Mis pies están suspendidos, mis pensamientos envueltos en un eco que solo llena de ruido mi cabeza. Miro un sofá; parece nuevo, o tal vez estuvo ahí desde siempre. Únicamente recuerdo el sillón mecedor y a mi madre sentada en él, mientras la miraba tejer. Me acompañaba el sonido del sillón y de las agujas, casi como si fuera parte de la casa. Yo trataba de organizar la lana, aunque casi siempre eran enredos.
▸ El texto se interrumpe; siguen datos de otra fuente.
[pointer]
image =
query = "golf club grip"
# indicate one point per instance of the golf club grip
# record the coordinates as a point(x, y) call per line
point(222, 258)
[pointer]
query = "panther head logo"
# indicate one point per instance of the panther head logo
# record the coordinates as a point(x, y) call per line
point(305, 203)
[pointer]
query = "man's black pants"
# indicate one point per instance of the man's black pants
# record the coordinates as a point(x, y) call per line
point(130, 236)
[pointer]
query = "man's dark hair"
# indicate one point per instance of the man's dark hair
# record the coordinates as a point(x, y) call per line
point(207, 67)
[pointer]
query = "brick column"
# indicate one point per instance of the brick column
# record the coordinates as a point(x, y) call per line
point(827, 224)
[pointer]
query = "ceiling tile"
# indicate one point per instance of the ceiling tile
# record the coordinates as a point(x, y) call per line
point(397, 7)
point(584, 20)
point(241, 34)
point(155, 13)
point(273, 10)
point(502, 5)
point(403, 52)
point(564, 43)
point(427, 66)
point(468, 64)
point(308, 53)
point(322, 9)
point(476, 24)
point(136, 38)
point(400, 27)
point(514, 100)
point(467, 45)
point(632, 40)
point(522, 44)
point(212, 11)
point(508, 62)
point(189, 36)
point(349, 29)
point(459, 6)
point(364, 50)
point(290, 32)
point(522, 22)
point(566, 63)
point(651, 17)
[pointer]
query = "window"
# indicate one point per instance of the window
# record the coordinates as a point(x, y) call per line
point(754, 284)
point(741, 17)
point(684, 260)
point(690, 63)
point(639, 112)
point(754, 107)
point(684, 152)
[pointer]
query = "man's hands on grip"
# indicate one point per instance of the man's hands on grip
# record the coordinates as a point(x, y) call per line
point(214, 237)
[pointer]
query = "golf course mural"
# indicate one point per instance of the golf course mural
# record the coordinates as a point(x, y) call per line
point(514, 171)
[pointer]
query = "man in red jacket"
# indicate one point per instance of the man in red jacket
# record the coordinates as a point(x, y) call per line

Este sillón no se parece a aquel. Y mi madre ya no está; solo puede visitarme en la memoria.
Me enojo. También extraño mi café con leche, que guarda el secreto de mi abuelo, uno que no recuerdo si alguna vez compartí. Mis manos están un poco torpes, y mi hija dice que podría olvidarme de cerrar el gas. La entiendo, aunque en mis recuerdos ella aún es pequeña. Pero cuando, por instantes, vuelvo a este presente y me siento en mi sillón, descubro que crecí y que ella también lo hizo; que ahora está pendiente de mí: de mis rabias, de mis charlas repetidas y de mis momentos de dulzura.
A veces me da miedo que se canse, porque aunque mi cuerpo es grande, yo, por momentos, vuelvo a ser niño.
De a ratos me incomoda. De a ratos me hace feliz regresar a aquellos años en los que fui feliz, reencontrar rostros que reconozco y que antes veía en fotografías.
Y únicamente puedo pensar en lo valiosos que son los recuerdos, en esos pequeños lapsus de lucidez, cuando el Alzheimer se olvida de mí.